Beyond outcome differences, the investigation identified regulatory and oversight limitations affecting CPM practice. USA Today reported that CPMs were licensed or otherwise legally authorized to practice in many states where adverse outcomes occurred, but that licensure standards, scope-of-practice rules, and enforcement mechanisms varied widely across jurisdictions. The series noted that state licensure did not consistently restrict CPMs from attending higher-risk births or ensure standardized risk screening, emergency preparedness, or formal integration with hospital-based care.

Taken together, the findings reported by USA Today highlighted that state licensure of CPMs did not uniformly translate into effective oversight, with regulators and investigators describing gaps in enforcement, limited mechanisms for early intervention, and challenges in tracking prior complaints or disciplinary actions, even in states where CPM practice was legally authorized.
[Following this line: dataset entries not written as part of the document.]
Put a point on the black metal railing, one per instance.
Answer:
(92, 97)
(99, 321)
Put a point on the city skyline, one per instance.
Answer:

=== Texas midwife accused of performing illegal abortions ===
In 2025, Texas-based CPM Maria Margarita Rojas was arrested and charged with performing illegal abortions and practicing medicine without a license. The case, which involved the provision of abortion-inducing medication outside of physician oversight, raised new questions about the legal boundaries of CPM practice in states with strict abortion laws.

=== Arizona Maternal and Infant Death ===
In Arizona, a widely reported enforcement case involved Certified Professional Midwife Sarah Kankiewicz, who attended a planned home birth in 2020 that resulted in the deaths of both the mother and the newborn. Following the incident, the Arizona Department of Health Services (ADHS) initiated proceedings to revoke Kankiewicz’s midwifery license, citing repeated violations of state midwifery regulations and prior disciplinary findings. Reporting by *ABC15 Arizona* indicated that the case represented at least the third instance in which Kankiewicz had been found in violation of Arizona health and safety rules while continuing to practice.

Concerns regarding Kankiewicz’s practice were also raised by other licensed midwives. According to *ABC15 Arizona*, several Arizona midwives reported that they had previously contacted state regulators and formally urged Kankiewicz to stop practicing midwifery, citing ongoing concerns about scope-of-practice violations and patient safety. The reporting further noted that midwives interviewed described limitations in the state’s ability to intervene promptly or restrict practice once a CPM is licensed, highlighting challenges in enforcing compliance and preventing repeated violations through existing regulatory mechanisms.

==Sociopolitical perspectives==
The rise of the Certified Professional Midwife (CPM) credential in the United States is often framed within broader conversations about feminism, bodily autonomy, and resistance to medicalization in childbirth. Supporters of CPMs argue that the credential enables women to exercise choice over how and where they give birth, including the right to pursue home birth and reject hospital-based interventions. They contend that the model reflects a grassroots, community-centered approach rooted in reproductive autonomy and historical midwifery traditions.

The CPM credential has also raised questions about the balance between autonomy and regulation in healthcare. While some advocate for licensure to ensure public accountability, others suggest that licensing CPMs when their training does not meet international midwifery education standards, can create public confusion about the standard of care they can expect from the different types of midwives. The ICM does not recognize the CPM as meeting global midwifery standards, which typically require a university-based degree and formal integration into the healthcare system.

The role of CPMs has also intersected with abortion rights and reproductive justice debates. Some midwifery advocates position CPMs within a broader reproductive rights framework, emphasizing their support for client autonomy, bodily integrity, and access to a full spectrum of reproductive healthcare, including abortion. This framing aligns CPM practice with broader movements advocating for reproductive self-determination and resistance to state control over pregnancy and birth.